Depois de uma longa semana na UTI, Cecília retornou para o quarto e era necessário manter estímulos para que a musculatura correspondesse ao processo de recuperação. Naquele dia a proposição era uma caminhada pelos corredores do hospital. Animada, Cecília já dispensava o auxílio do pai temeroso, queria andar sozinha.
Enquanto caminhava, numa tentativa de criar vínculo e facilitar a atividade, a profissional diz:
– Olha Cecília!!! Quanta coisa bonita, olha lá o shopping, bairro grande e bonito…”
Cecília olhou e continuou andando.
Ao fundo identifiquei a escola dela e apontei:
– olha filha!!!
_Escola adventistaaaa!!! – gritou animada.
-Você tem muitos amigos lá? – perguntou a profissional.
-Não muitos. – Cecília respondeu sucinta.
Na tentativa de retornar o diálogo, a profissional fala:
-Desse lado já não é tão bonito, né Cecília? Muita coisa diferente, muita casa…”

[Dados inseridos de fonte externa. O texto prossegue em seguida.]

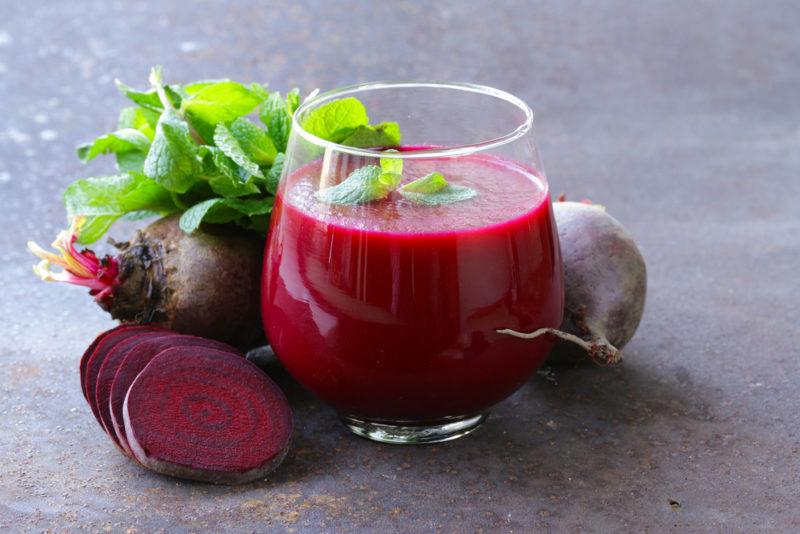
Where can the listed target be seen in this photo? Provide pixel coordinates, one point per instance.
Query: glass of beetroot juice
(389, 271)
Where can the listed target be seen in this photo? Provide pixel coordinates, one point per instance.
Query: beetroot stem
(80, 268)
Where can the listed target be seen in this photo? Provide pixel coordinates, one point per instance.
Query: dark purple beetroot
(134, 361)
(95, 360)
(207, 415)
(108, 369)
(605, 284)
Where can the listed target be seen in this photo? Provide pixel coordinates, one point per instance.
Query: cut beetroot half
(95, 361)
(108, 369)
(206, 415)
(134, 361)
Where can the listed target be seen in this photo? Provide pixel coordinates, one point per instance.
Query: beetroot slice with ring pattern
(207, 415)
(134, 361)
(108, 370)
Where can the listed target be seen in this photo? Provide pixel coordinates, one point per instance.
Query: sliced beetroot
(95, 360)
(207, 415)
(134, 361)
(108, 369)
(88, 353)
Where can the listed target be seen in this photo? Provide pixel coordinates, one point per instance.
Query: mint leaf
(254, 141)
(293, 100)
(105, 199)
(274, 174)
(225, 141)
(228, 187)
(434, 189)
(220, 163)
(173, 157)
(149, 99)
(191, 218)
(384, 134)
(431, 183)
(218, 102)
(276, 114)
(223, 210)
(138, 118)
(364, 184)
(392, 165)
(336, 120)
(126, 140)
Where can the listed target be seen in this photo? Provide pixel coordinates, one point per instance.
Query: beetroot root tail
(599, 350)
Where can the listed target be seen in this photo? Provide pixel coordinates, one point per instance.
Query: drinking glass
(387, 307)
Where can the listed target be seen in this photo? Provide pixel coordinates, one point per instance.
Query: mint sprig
(363, 185)
(375, 182)
(433, 189)
(191, 148)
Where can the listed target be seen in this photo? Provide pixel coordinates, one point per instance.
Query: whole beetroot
(605, 283)
(205, 284)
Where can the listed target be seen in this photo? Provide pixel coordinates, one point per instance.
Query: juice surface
(388, 310)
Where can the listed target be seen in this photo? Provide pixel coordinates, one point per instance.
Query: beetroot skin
(605, 284)
(206, 415)
(204, 284)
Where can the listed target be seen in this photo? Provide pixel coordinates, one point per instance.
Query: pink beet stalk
(81, 268)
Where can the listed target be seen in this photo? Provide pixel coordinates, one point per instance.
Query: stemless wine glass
(385, 299)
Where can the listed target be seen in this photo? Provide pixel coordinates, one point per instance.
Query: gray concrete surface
(683, 118)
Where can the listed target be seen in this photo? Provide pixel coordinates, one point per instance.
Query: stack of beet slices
(186, 406)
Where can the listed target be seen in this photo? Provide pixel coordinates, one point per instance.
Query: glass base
(399, 434)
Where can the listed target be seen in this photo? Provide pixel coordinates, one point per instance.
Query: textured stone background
(682, 117)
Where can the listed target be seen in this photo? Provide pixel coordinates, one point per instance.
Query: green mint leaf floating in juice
(173, 158)
(385, 134)
(392, 165)
(363, 185)
(434, 189)
(336, 120)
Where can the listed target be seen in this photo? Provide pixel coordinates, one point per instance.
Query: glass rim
(459, 150)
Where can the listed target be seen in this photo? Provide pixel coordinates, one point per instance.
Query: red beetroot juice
(388, 310)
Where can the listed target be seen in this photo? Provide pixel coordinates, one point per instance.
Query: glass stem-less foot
(407, 434)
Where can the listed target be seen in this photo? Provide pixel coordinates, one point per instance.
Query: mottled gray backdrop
(683, 118)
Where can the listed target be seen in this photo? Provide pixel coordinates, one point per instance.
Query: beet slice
(134, 361)
(95, 361)
(108, 369)
(88, 353)
(206, 415)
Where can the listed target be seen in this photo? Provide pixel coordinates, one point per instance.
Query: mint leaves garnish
(105, 199)
(374, 182)
(345, 121)
(191, 148)
(434, 189)
(336, 120)
(384, 134)
(364, 184)
(276, 113)
(173, 158)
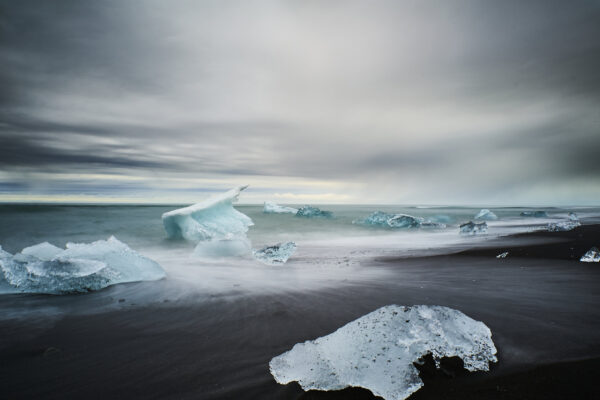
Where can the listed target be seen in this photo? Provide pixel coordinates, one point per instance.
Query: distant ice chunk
(562, 226)
(486, 214)
(272, 208)
(309, 211)
(472, 228)
(377, 351)
(535, 214)
(592, 255)
(214, 218)
(275, 255)
(43, 251)
(79, 268)
(397, 221)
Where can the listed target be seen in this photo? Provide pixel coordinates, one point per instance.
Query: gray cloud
(402, 97)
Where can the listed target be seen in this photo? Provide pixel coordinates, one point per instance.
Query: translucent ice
(275, 255)
(592, 255)
(535, 214)
(562, 226)
(385, 220)
(78, 268)
(377, 351)
(486, 214)
(309, 211)
(214, 218)
(471, 228)
(272, 208)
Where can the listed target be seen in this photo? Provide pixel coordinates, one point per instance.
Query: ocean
(209, 329)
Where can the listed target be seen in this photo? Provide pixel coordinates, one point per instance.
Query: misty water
(218, 322)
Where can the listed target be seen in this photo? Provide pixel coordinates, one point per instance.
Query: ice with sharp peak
(397, 221)
(472, 228)
(486, 214)
(212, 219)
(275, 255)
(592, 255)
(310, 211)
(272, 208)
(377, 351)
(81, 267)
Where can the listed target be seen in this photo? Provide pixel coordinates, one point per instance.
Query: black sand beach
(540, 302)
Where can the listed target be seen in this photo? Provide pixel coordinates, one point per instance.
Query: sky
(382, 102)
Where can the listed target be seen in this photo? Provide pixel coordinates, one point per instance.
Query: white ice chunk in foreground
(486, 214)
(310, 212)
(275, 255)
(214, 218)
(471, 228)
(78, 268)
(592, 255)
(377, 351)
(272, 208)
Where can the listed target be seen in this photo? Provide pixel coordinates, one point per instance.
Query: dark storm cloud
(379, 92)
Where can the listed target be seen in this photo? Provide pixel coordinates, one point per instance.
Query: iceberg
(397, 221)
(486, 214)
(592, 255)
(81, 267)
(214, 218)
(534, 214)
(272, 208)
(562, 226)
(471, 228)
(377, 351)
(275, 255)
(309, 211)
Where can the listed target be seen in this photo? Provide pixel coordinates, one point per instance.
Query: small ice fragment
(486, 214)
(471, 228)
(309, 211)
(592, 255)
(377, 351)
(81, 267)
(275, 255)
(272, 208)
(534, 214)
(397, 221)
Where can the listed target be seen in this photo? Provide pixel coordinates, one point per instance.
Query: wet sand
(540, 303)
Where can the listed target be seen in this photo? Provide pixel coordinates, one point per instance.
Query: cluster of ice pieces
(310, 211)
(377, 351)
(397, 221)
(486, 214)
(81, 267)
(592, 255)
(534, 214)
(472, 228)
(275, 255)
(272, 208)
(219, 229)
(562, 226)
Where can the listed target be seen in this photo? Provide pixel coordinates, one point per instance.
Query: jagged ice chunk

Cecília, com sua inocência, interrompe:
-Eu acho bonito!!! Parece minha casa, cheia de árvores.”
Silêncio entre nós.
Incrustado num dos principais pontos da cidade, o hospital divide duas partes do social: de um lado um bairro mais elitista e do outro um mais popular. O intuito não é criticar ou julgar a profissional. Até porque, pela sensibilidade de Cecília, me percebi credor da mesma leitura. Mas, sim, ressaltar como o olhar sensível da Cecília se reconheceu naquele outro espaço e valorizou o verde, que raramente sobrevive em meio a floresta de concreto e aço. A hostilidade, a exclusão e as violências sociais se fazem na distribuição dos espaços físicos de uma comunidade e de sua (não) valorização. Como Pereira Passos, meu olhar atribuiu ao concreto o aformoseamento e o contrário ao periférico, coube à Cecília a percepção de que a ocupação periférica, mesmo desordenada, mantinha de alguma forma uma convivência ou manutenção de espaços verdes, como em nossa casa (também periférica). Trouxe, ainda, a consciência de que preconceitos são estruturais. Ou seja, mesmo sendo periférico e possuindo uma formação crítica, fui absorvido por discursos e ações culturalmente construídas que internalizaram uma visão preconceituosa dos espaços que habito.
Que consigamos perceber além do que materialmente se vê.
Iverson Silva é professor de História da Rede Pública, Historiador e Escritor.